In the balance, CBS’ full day was still better than E!’s afternoon parade of freak shows, from celebrity huckster Tyler Henry to the smarmy plastic surgeons of Botched to a piece of performance art excess from Mariah Carey, who at least was entertaining.
I know what we get out of press tour, but why do you think this exhausting event is still worthwhile for the networks? As TCA vice president, I have my answers, but what are yours?
Goodman: Not only do I think it’s worthwhile for the networks and cable channels (and digital streaming outlets), but it’s absolutely more essential than ever given the ceaseless reminder of how much actual scripted television is out there — whether we’re startled every six months by the jump-in numbers as presented by FX Networks and John Landgraf or whether we just feel the increase in our weary bones, shorter nights and bloated DVRs. To stand out in this environment is very, very hard but absolutely necessary. I’ve been doing this biannual press tour long enough to know that networks (especially) and some channels bitch about it all the time and threaten (especially networks) to pull out. Not only do I not think that will happen, it would be foolish. First they’d need a unified front, which they don’t have. So maybe one of them — let’s say CBS because it probably had the worst go of it and has a history of being chippy about it (though I have no idea if that’s true here, just using it as an example) — decides to pull out. Our response would be pretty clear and along the lines of this: Fine. We’ll invite someone else.

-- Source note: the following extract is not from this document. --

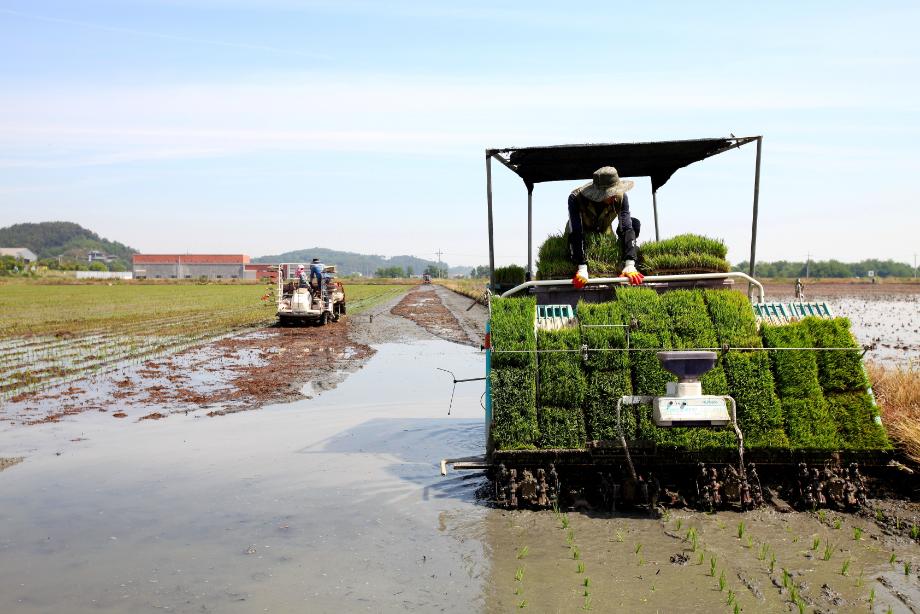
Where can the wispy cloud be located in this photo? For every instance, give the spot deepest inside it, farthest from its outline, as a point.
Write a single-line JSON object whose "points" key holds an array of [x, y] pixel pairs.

There are plenty of outlets who *don’t* get invited to press tour and plenty who do who are desperate for more time. If a network or channel wants out, let them exit at their own peril and figure out how tough it will be to market a show nobody has ever heard of, isn’t in the zeitgeist and doesn’t have many or any features on its stars or chatter on social media. As one critic friend pointed out to me, if CBS is pissed off about how bad the executive session and morning went, they had to be damned happy about all the Star Trek news and digital angles that were covered feverishly from here. Just getting noticed for any show is difficult — the frantically typing fingers of TCA members on this grueling tour (and when each person gets back to his or her respective city and job) are extremely valuable.
That said, it’s pretty exhausting. A full 16 days straight is a real grind and I wish I had some great fix for making it shorter or easier. But I found value in all parts — cable, streaming, broadcast, PBS, emerging players, whatever. Making cuts anywhere would be a task. I think if there were a workable solution it would have been found years ago. I’m exhausted and heading home shaking my head at the endurance of it all. But every time another TCA passes I try to remind myself it could be a whole lot more taxing — we’re not breaking rocks or paving roads. We’re white-collar professionals watching and writing about culture for a living. So I’m good.
Fienberg: Yup. That’s about right. TCA press tour is still the best way to reach the largest number of journalists who inform the largest number of readers and potential TV viewers. And the strangest thing of all about spending between 16 and 18 straight days doing nothing but talking and writing about television is that I’ve done almost no watching of television, so my DVR is ready to burst. TCA press tour is over, now back to work. It’s nearly fall premiere season!